Let’s conduct a brief summary about the redo process. When Oracle blocks are changed, including undo blocks, oracle records the changes in a form of vector changes which are referred to as redo entries or redo records. The changes are written by the server process to the redo log buffer in the SGA. The redo log buffer is then flushed into the online redo logs in near real time fashion by the log writer LGWR. (See Figure 1)
The redo logs are written by the LGWR when:
- When a user issue a commit.
- When the Log Buffer is 1/3 full.
- When the amount of redo entries is 1MB.
- Every three seconds
- When a database checkpoint takes place. The redo entries are written before the checkpoint to ensure recoverability.
“If the log buffer is too small, then log buffer space waits will be seen during bursts of redo generation. LGWR may not begin to write redo until the _log_io_size threshold (by default, 1/3 of the log buffer or 1M whichever is less) has been exceeded, and the remainder of the log buffer may be filled before LGWR can complete its writes and free some space in the log buffer.

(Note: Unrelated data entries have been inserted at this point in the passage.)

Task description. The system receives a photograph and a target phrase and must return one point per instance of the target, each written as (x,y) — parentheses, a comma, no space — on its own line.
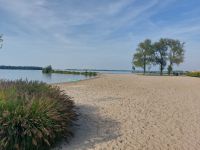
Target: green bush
(33,115)
(47,69)
(193,74)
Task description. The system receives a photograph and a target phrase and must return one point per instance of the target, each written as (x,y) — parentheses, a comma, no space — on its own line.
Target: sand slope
(130,112)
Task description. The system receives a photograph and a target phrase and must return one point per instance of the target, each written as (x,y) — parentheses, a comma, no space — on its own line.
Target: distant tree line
(21,67)
(163,52)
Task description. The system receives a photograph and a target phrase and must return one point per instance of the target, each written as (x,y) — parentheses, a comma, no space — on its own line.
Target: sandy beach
(131,112)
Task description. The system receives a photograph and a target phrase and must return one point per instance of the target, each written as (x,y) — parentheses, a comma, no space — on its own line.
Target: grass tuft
(33,115)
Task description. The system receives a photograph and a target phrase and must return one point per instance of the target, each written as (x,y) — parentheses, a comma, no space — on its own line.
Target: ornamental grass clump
(33,115)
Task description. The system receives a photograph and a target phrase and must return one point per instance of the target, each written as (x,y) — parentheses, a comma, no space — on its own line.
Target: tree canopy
(163,52)
(143,54)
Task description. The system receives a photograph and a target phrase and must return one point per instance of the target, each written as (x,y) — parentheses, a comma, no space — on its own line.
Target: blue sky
(99,34)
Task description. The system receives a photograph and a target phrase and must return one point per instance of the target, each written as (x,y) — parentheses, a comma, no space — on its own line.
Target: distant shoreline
(21,67)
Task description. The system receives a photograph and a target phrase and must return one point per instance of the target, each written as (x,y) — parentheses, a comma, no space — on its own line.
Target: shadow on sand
(92,129)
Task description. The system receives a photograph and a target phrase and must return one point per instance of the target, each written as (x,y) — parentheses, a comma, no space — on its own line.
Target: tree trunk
(144,68)
(161,69)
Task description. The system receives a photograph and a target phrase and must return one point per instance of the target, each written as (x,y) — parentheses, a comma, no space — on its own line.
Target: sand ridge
(130,112)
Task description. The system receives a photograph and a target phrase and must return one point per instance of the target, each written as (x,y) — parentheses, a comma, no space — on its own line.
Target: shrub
(47,69)
(33,115)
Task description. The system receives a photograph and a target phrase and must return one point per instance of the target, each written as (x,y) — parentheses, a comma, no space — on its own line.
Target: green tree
(47,69)
(1,41)
(160,54)
(143,55)
(175,52)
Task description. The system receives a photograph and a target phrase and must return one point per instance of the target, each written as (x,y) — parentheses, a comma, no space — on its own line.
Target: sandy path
(130,112)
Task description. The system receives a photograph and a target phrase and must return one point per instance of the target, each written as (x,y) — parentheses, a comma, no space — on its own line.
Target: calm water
(39,76)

Ideally, the log buffer should be large enough to cope with all bursts of redo generation, without any log buffer space waits.
Commonly, the most severe bursts of redo generation occur immediately after a log switch, when redo generation has been disabled for some time, and there is a backlog of demand for log buffer space” by Steve Adams.

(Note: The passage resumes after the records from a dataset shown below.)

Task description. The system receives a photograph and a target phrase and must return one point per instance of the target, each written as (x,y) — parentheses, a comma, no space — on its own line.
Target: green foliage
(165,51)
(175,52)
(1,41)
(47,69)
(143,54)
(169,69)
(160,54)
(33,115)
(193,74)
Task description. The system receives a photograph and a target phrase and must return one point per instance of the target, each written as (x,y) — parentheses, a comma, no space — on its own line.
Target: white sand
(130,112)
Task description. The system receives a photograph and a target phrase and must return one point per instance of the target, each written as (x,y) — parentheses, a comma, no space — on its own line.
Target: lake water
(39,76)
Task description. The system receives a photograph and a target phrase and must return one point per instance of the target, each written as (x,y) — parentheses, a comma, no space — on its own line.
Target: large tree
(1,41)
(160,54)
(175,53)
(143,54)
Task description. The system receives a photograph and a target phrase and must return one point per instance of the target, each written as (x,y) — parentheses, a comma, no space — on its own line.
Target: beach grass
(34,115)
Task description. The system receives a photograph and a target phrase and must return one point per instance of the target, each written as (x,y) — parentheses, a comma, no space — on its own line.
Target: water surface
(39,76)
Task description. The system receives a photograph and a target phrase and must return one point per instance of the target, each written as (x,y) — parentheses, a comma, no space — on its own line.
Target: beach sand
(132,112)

Redo log files record changes to the database as a result of transactions and internal Oracle server actions. (A transaction is a logical unit of work, consisting of one or more SQL statements run by a user.) Redo log files protect the database from the loss of integrity because of system failures caused by power outages, disk failures, and so on. Redo log files must be multiplexed to ensure that the information stored in them is not lost in the event of a disk failure. The redo log consists of groups of redo log files. A group consists of a redo log file and its multiplexed copies. Each identical copy is said to be a member of that group, and each group is identified by a number. The Log Writer (LGWR) process writes redo records from the redo log buffer to all members of a redo log group until the file is filled or a log switch operation is requested. Then, it switches and writes to the files in the next group. Redo log groups are used in a circular fashion (see figure 2).
Best practice tip:
Oracle recommends that redo log groups have at least two files per group, with the files distributed on separate disks or controllers so that no single equipment failure destroys an entire log group.
The loss of an entire log group is one of the most serious possible media failures because it can result in loss of data. The loss of a single member within a multiple-member log group is trivial and does not affect database operation, other than causing an alert to be published in the alert log.

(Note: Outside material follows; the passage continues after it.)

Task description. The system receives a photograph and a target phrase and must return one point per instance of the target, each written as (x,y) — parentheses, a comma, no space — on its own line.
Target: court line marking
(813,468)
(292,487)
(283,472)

Remember that redo logs heavily influence database performance because a commit cannot complete until the transaction information has been written to the logs. You must place your redo log files on your fastest disks served by your fastest controllers. If possible, do not place any other database files on the same disks as your redo log files. Because only one group is written to at a given time, there is no harm in having members from several groups on the same disk.
To avoid losing information that could be required to recover the database at some point, Oracle has an archive (ARCn) background process that archives redo log files when they become filled. However, it’s important to note not all Oracle Databases will have the archive process enabled. An instance with archiving enabled, is said to operate in ARCHIVELOG mode and an instance with archiving disabled is said to operate in NOARCHIVELOG mode.
You can determine with mode or if archiving is been used in your instance either by checking the value for the LOG_ARCHIVE_START parameter in your instance startup parameter file (pfile or spfile – This parameter is deprecated on version 10g), by issuing an SQL query to the v$database (“ARCHIVELOG” indicates archiving is enabled, and “NOARCHIVELOG” indicates that archiving is not enabled) or by issuing the SQL ARCHIVE LOG LIST command.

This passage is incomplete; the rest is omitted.